Wie kann man mit einer Partei, von dem einen im Großen Welten trennt, im Kleinen regieren? Indem man die Zusammenarbeit mit der Lega auf ein territoriales Abkommen beschränkt, meint etwa Ex-SVP-Obmann Siegfried Brugger. Andere warnen davor. Gegen Europa zu sein, wie es die Lega ist, bedeute gegen die Autonomie und am Ende gegen Südtirol zu sein, sagt der Politologe Günther Pallaver.

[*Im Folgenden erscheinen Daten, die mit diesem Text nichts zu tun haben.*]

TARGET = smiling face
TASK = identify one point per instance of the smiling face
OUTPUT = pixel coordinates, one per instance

Ohne Europa kein Südtirol. Diesen Standpunkt vertritt auch Arno Komaptscher. Der Landeshauptmann nützt jede Gelegenheit, die sich ihm dieser Tage bietet, um seine pro-europäische Haltung kundzutun. Wohl nicht zufällig: In Bozen entscheidet sich in den kommenden zehn Tagen, mit wem die SVP die nächsten fünf Jahre regiert. Mit seinen Äußerungen zeigt Kompatscher der Lega, die viele bereits auf der Regierungsbank sehen, Grenzen auf.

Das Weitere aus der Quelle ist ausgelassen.